Prior to data submission, please submit a completed and initials SGFS Data Submission Form to Julie Sapp. Please ensure that your data does not include any participant identifiers. Please note files must be submitted in variant call (.vcf) format and should be restricted to the coding/splice regions of the genes included in the ACMG list of genes for return of secondary variants. See below for additional details:
VCF (Variant Call Format) file requirements
- VCF file
- If there is only one sample, a single VCF file for the patient is acceptable.

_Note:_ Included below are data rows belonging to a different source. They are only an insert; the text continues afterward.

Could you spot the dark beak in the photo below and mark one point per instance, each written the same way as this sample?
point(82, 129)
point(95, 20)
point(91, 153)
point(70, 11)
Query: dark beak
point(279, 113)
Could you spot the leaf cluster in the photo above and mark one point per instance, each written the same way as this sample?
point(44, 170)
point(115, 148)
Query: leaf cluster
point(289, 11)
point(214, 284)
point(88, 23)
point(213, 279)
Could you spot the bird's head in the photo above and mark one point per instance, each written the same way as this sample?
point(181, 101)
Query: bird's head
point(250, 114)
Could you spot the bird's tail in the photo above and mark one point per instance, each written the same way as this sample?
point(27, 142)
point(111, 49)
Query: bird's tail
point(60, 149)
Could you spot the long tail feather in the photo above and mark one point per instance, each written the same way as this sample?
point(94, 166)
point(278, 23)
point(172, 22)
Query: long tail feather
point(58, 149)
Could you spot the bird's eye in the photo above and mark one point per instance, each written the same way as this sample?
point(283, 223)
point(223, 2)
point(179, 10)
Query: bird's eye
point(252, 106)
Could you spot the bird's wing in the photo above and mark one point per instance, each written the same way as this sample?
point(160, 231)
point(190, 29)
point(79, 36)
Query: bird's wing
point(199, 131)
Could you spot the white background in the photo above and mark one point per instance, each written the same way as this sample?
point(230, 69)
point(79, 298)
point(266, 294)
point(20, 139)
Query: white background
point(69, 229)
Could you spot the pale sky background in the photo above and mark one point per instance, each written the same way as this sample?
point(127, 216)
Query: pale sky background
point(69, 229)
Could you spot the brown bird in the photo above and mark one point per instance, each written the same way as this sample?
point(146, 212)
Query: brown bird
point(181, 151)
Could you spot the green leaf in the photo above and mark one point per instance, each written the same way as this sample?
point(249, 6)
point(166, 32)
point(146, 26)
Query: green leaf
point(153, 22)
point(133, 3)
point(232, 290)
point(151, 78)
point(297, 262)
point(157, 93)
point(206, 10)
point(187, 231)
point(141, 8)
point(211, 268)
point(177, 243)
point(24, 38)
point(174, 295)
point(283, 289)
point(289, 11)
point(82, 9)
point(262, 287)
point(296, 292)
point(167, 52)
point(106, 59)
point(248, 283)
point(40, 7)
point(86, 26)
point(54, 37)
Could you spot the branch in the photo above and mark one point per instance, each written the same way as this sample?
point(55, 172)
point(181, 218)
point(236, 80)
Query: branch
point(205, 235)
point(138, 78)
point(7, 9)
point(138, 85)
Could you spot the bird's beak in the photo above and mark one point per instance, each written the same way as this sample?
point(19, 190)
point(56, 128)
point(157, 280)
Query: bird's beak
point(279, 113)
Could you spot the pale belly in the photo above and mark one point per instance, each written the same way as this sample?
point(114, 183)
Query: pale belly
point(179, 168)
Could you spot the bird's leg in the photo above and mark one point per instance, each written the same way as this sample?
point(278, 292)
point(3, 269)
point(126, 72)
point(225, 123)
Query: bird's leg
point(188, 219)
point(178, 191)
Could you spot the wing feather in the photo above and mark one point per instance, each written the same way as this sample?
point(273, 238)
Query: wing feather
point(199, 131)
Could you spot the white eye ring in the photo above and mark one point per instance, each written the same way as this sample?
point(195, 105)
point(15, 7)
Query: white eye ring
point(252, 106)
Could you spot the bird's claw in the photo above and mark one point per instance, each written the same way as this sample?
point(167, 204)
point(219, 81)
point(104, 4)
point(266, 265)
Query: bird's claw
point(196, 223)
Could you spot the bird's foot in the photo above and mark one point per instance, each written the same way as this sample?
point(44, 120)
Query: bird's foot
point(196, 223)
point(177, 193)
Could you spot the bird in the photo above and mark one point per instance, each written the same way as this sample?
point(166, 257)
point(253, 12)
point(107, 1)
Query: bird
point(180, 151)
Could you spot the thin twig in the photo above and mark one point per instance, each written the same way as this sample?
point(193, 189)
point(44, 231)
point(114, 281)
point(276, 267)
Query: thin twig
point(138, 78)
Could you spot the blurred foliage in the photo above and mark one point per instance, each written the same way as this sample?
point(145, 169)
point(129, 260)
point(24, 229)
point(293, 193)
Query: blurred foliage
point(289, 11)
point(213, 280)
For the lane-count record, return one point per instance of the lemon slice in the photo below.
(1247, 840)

- If there are more than one sample, a single multi-sample VCF for all samples to be analyzed is acceptable. Please do not send individual VCF files.
- Bioinformatics pipeline
- We strongly recommend the VCF file to be generated using the GATK best practices pipeline.
- For other pipelines, please check recommended QC filter to exclude low quality variants.
- Reference genome
- GRCh37, hg19 or other variation of reference human genome GRCh37/hg19 (eg. b37) is acceptable.
- Please note that hg38 is not accepted and will not be processed. If the VCF file is in hg38 coordinates, 1) lift over the coordinates to GRCh37/hg19, then 2) proceed to “pre-processing a VCF file” section.
Pre-processing a VCF file
- VCF file must be restricted to ACMG 59 genes. Coordinates are provided as a BED file ACMG_59_isplice2_esplice2.bed. Please check the compatibility of chromosome notations (i.e. “chr1” vs “1”) when using the BED file for subsetting the VCF file.
- Filter the VCF file to only include high quality (“PASS”) variants. If GATK pipeline was not used, please filter variants to only include high quality variants suggested by the method used.
Mode of Transferring files
- For NIH investigators, please use NIH Secure Email to send the VCF file to henoke.shiferaw@nih.gov.
- For non-NIH investigators, Globus is available to any investigator sending files to NIH (No license required). A Globus endpoint will be shared where the file can be transferred to.